Polls give her 50 percent of voter intentions, well ahead of her nearest rival, former Sao Paulo state governor Jose Serra, who trails by more than 20 points.

A former environment minister under Lula, Marina Silva, is in distant third place.

If Rousseff fails to secure a clear-cut victory on Sunday, she and Serra will go to a runoff on October 31 -- a round polls say she would win by a landslide.

Lula, who is barred constitutionally from seeking a third consecutive term, hands over power to his successor January 1, 2011.

The former trade union leader, who celebrates his 65th birthday this month, threw his formidable charisma behind Rousseff on the campaign, hoisting her from unknown into frontrunner status within months.

Rousseff, who resigned as Lula`s chief minister in March to run for president, has promised to continue her mentor`s policies, with their mix of fiscal stability and extensive welfare handouts to Brazil`s poor.

The combination of stable inflation, strengthening currency, dynamic exports and booming domestic consumption has turned Brazil into the world`s eighth-biggest economy, and lifted 29 million Brazilians out of poverty to swell a prosperous middle class.

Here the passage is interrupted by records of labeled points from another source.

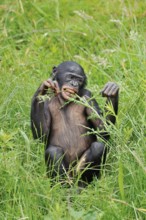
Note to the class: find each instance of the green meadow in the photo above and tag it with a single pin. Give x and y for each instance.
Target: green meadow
(108, 38)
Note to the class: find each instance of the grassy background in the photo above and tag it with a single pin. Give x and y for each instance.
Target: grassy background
(107, 38)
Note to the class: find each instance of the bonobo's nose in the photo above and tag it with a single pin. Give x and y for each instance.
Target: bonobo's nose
(74, 83)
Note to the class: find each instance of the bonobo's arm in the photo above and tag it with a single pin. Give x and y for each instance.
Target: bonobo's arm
(40, 115)
(111, 91)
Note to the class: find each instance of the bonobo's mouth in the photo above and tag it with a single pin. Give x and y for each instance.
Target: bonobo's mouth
(68, 92)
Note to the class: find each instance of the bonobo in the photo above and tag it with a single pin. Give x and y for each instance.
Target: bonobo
(62, 124)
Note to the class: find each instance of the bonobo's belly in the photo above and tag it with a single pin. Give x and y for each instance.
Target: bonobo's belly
(68, 130)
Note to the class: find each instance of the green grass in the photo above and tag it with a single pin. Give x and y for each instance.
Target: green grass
(107, 38)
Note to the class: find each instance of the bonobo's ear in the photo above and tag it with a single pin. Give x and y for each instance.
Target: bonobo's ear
(54, 71)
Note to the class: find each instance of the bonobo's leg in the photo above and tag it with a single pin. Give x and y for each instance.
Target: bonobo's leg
(54, 160)
(92, 158)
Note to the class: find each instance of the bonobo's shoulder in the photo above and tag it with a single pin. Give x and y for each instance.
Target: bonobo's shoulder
(87, 93)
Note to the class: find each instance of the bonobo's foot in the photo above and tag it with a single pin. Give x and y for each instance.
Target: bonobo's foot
(93, 155)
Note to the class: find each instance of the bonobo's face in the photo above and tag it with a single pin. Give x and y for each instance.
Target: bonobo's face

"I`m convinced the majority of people want continuity from the government.... That`s why I think Dilma will win," Lula said Friday as he and Rousseff toured his stronghold of Sao Bernardo do Campo, on Sao Paulo`s southern outskirts, where he will cast his ballot Sunday.

Rousseff, the daughter of a Bulgarian immigrant father and a Brazilian mother, was to vote in her southern home city of Porto Alegre. She and Lula were expected to go to Brasilia afterwards to wait on the results of the elections.

Polling stations were to open at 8:00 am and close at 5:00 pm, local time.

Because of Brazil`s vast area, that meant a two-hour difference between the eastern-most territory, an Atlantic Ocean archipelago called Fernando do Noronha (which would begin voting at 1000 GMT and finish at 1900 GMT), and the western-most region in the Amazon (which would start at 1200 GMT and finish at 2100 GMT).

Preliminary results from exit polls were expected a couple of hours later.

Voting is compulsory for Brazilian adults, and for the past 14 years has been carried out using electronic ballot machines in which numeric codes corresponding to candidates are entered.

Around a million voters will be using the latest version of the machines, which use biometric information to identify them -- an advance said to be unprecedented in the world.

As well as choosing their next president, the electorate will select federal and state legislative representatives, two thirds of the senate, and the governors of Brazil`s 26 states. A total of 21,813 candidates are vying for those various posts.